On bikes we travel relatively silently, even on gravel and dirt roads. Along the road, it is not unusual to surprise people, cattle, horses, etc. In the woods, this applies equally to deer, elk, etc.
Early one morning, it was a treat to round a corner and see a wolf. It was crossing the trail and was looking away from me. It’s head quickly turned toward me and it briefly considered the scene before turning tail and moving quickly but silently down the slope.
A new fly has been plaguing us, a large black biting variety. They are loud. As long as you can hear them, they have not landed to bite. When the distinct buzzing stops, the wild flailing begins to scare them off. I’ve become skilled at killing them and mark my bike like a pilot during a war.
Hummingbirds have been ever present, usually in the morning and the evenings. They move fast, and I usually hear, rather than see them.
One evening near Devil’s Chair, I watched a strange phenomenon I can only explain as the “Bumble Rumble”. Bumble bees were rolling on top of each other on the ground and others would alight to participate. Some would take flight and continue the same behavior in the air.

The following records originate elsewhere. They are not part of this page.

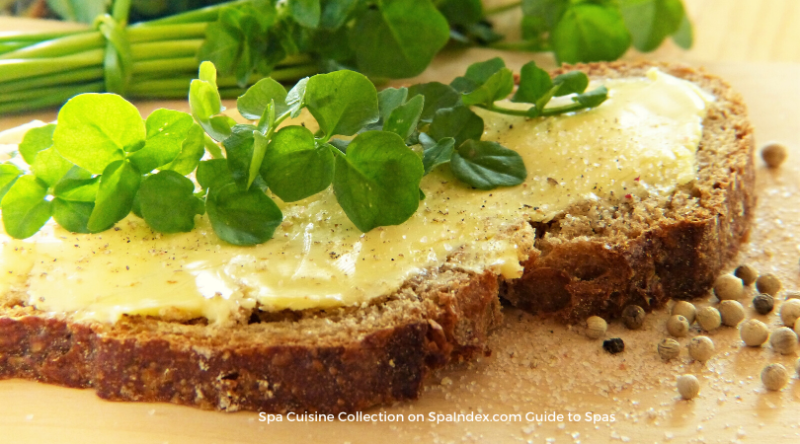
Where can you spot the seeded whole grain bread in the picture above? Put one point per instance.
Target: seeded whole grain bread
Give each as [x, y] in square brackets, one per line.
[593, 259]
[598, 257]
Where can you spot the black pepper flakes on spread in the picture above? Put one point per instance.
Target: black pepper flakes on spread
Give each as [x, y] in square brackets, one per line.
[614, 345]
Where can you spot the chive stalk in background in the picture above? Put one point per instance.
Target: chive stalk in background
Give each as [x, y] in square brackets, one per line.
[249, 40]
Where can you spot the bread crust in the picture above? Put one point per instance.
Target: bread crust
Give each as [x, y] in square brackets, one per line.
[352, 358]
[649, 253]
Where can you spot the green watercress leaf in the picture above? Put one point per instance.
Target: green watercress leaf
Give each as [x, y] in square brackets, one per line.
[651, 21]
[166, 132]
[487, 165]
[25, 209]
[167, 203]
[36, 140]
[73, 216]
[242, 217]
[335, 13]
[293, 154]
[254, 102]
[389, 99]
[534, 82]
[9, 174]
[398, 38]
[377, 182]
[118, 186]
[459, 123]
[95, 130]
[573, 82]
[590, 32]
[77, 188]
[404, 119]
[436, 153]
[437, 96]
[342, 102]
[305, 12]
[49, 166]
[192, 150]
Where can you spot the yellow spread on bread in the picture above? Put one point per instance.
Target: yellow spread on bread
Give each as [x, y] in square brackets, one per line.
[642, 140]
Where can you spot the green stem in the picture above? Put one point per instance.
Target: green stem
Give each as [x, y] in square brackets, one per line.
[62, 78]
[59, 47]
[510, 112]
[141, 34]
[20, 69]
[501, 9]
[166, 50]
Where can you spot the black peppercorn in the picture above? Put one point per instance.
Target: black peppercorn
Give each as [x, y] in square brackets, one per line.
[614, 345]
[763, 303]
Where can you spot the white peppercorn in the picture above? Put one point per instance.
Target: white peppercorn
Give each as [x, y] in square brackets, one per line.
[790, 311]
[596, 327]
[688, 386]
[685, 309]
[791, 294]
[783, 340]
[754, 333]
[709, 318]
[774, 377]
[731, 312]
[701, 348]
[677, 326]
[728, 286]
[633, 317]
[763, 303]
[773, 154]
[668, 349]
[746, 273]
[768, 283]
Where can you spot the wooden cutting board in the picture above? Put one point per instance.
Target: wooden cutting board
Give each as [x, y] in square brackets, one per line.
[536, 367]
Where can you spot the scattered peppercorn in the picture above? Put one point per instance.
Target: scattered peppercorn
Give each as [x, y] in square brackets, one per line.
[701, 348]
[773, 154]
[728, 286]
[685, 309]
[790, 312]
[668, 349]
[783, 340]
[768, 283]
[746, 273]
[709, 318]
[754, 333]
[774, 377]
[633, 317]
[763, 303]
[688, 386]
[677, 326]
[731, 312]
[596, 327]
[614, 345]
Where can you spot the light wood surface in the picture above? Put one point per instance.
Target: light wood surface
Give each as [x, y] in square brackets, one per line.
[538, 366]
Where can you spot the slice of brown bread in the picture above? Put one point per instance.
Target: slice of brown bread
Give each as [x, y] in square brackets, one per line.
[596, 259]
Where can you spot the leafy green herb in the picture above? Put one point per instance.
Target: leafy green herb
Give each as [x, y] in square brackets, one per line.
[487, 165]
[242, 217]
[293, 153]
[97, 129]
[167, 202]
[398, 38]
[378, 187]
[25, 210]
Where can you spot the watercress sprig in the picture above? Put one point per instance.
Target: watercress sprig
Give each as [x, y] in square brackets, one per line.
[103, 161]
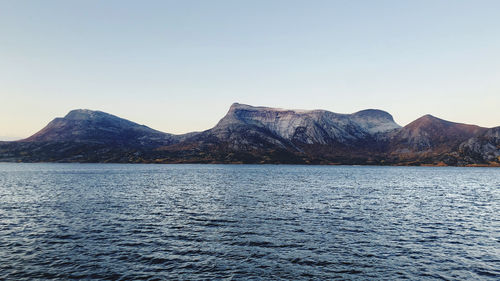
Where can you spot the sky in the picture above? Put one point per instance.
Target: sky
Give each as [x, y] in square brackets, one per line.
[177, 66]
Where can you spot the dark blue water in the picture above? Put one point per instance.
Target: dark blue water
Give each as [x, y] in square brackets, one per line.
[104, 221]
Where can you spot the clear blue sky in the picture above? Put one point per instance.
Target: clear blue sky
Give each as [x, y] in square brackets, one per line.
[176, 66]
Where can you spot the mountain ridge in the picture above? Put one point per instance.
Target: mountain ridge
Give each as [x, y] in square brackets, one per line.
[258, 134]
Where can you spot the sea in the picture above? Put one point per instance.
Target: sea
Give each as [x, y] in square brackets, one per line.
[248, 222]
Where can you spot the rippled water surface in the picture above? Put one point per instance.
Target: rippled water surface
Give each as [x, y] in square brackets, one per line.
[107, 221]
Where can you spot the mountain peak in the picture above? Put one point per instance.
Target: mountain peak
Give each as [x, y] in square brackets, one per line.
[85, 114]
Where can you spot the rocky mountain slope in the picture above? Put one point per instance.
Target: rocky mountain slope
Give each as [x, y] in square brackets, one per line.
[83, 125]
[249, 134]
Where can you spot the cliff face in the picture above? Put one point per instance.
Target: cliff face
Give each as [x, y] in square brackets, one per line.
[249, 134]
[303, 126]
[484, 148]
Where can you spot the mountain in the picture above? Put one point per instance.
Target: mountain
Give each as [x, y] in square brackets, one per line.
[483, 148]
[250, 134]
[83, 125]
[263, 134]
[88, 136]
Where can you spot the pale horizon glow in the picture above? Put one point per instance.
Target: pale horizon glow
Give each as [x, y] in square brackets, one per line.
[177, 66]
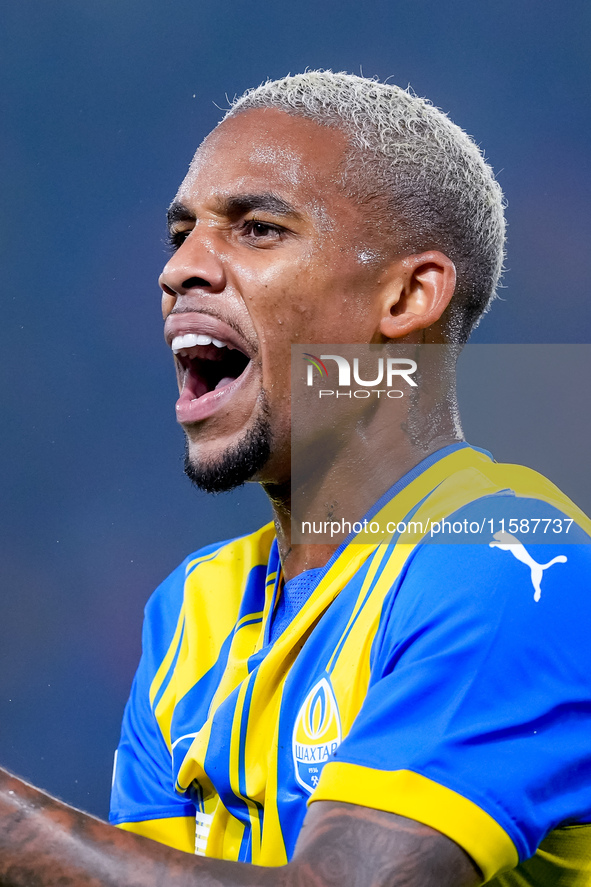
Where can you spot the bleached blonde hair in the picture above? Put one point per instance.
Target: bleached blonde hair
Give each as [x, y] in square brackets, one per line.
[422, 177]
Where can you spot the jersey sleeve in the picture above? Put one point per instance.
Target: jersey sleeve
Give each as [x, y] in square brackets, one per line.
[478, 714]
[143, 797]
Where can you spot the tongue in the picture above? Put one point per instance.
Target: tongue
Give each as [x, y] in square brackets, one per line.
[225, 381]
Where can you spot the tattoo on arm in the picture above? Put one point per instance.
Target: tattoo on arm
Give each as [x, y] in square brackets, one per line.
[342, 844]
[44, 843]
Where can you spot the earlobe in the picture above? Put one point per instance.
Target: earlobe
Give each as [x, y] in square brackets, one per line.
[420, 289]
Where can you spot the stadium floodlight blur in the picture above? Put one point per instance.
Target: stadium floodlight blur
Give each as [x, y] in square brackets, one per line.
[403, 699]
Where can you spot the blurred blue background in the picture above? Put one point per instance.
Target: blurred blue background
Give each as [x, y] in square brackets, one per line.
[103, 105]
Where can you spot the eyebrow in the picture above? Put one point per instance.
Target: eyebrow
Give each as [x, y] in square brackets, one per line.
[237, 205]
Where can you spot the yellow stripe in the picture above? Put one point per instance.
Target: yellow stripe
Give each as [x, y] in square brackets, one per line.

I also suffered a snake bite.
Fortunately, the only fatality was my inner tube. My front tire kicked up a branch, which got caught in my front spokes and, in turn caught the front fork, stopping the wheel while I heard the “Tssssss” of a rapidly deflating tire.
Typically on an unencumbered bike, a sudden wheel stop would have caused an endo, ejecting me over the front handlebars with the bike landing on top to rub salt into the very real wounds. But with the weight, the wheel locked up and just skidded until I was able to stop the bike before there was any further damage. I was lucky not to break a spoke.
The stick in the spokes had two small, side-by-side, broken-off branches that caused a double puncture of through sidewall of the tire. It literally looked like a snake bite ( a “traditional” snake bite flat is a little different). It was the second, demoralizing flat of the day. Sarah had to stand over me with a bandana, swatting away the flies as I completed the repair.
The entire incident, plus Sarah’s dance with gravity, made me realize how isolated we were. Mobile phones did not work and we were miles from the nearest trafficked road. It could be half a day or more before we encountered someone passing on a four wheeler or motorcycle. A small accident could quickly escalate to a critical condition.
Dangers and exhausting riding aside, the views are phenomenal, especially the meadows, distant mountains and wildflowers.